A surprising split vote
At the regular April meeting of the City Council, we had on our agenda an item we thought was completely uncontroversial: a new stop sign. As it happened, that issue was not nearly as simple as we’d thought. A citizen spoke at the meeting and asked us to not make the proposed change, which would have made the intersection of Barnes and Shepherd streets into a four-way stop. Currently there are stop signs only on Barnes.
The Council chose to delay action so we might all have a chance to personally revisit the intersection once more before voting. We returned to the issue with a public hearing as part of our next regular meeting on May 14th. The same citizen addressed the Council, and Alderpersons spoke on both sides of the issue. Once everyone had their say and we voted, the tally was three votes in favor of the change, and four against.

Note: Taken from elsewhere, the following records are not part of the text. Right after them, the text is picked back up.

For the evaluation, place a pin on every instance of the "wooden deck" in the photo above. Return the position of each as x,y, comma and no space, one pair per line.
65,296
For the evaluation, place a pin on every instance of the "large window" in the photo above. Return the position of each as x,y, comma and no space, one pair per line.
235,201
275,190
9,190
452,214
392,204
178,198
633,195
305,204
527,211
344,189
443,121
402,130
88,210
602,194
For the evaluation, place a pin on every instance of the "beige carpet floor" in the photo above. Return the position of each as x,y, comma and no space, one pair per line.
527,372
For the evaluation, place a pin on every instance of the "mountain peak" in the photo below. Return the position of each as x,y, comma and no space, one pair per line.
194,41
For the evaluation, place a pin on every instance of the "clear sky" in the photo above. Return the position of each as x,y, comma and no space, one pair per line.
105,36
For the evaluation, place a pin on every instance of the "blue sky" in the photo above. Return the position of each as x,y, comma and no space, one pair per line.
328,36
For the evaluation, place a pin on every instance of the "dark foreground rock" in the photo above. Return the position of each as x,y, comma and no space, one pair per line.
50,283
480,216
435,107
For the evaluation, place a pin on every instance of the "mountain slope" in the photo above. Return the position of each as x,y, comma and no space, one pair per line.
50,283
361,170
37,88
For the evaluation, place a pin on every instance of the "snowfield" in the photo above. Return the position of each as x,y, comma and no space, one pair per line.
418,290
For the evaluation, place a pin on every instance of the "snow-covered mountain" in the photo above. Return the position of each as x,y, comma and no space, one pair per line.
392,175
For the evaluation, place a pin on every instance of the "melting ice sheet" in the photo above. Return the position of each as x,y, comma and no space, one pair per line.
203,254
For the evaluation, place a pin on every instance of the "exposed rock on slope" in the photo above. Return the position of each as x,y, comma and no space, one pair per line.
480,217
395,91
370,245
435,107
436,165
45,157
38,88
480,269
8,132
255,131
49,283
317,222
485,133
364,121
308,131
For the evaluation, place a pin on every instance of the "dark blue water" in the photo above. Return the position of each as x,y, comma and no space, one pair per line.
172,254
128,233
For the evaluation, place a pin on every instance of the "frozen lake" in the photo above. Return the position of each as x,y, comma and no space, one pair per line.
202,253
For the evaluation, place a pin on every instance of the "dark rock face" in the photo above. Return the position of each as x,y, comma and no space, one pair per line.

I think the result of our vote says more about the Council than it does that particular issue.
Split votes are relatively uncommon. Our meetings are often the political equivalent of a rock tumbler. We’ll turn an issue over and over until dissent has worn away the rough edges and what remains is generally something we can all support. Watching that process can be very gratifying. I think it shows we’re more interested in getting it right as a group than in always being right as individuals.
Even with all our discussions, we don’t always arrive at a place where we all agree. Here, too, this vote was informative. The proposal was defeated, but there were no hard feelings or bent noses. We stayed focused on issues instead of personalities, and on resolving problems instead of feeding egos. I’m proud to serve with people who can disagree without being disagreeable. That cooperative spirit helps keep us moving forward and will serve us well as we face future challenges.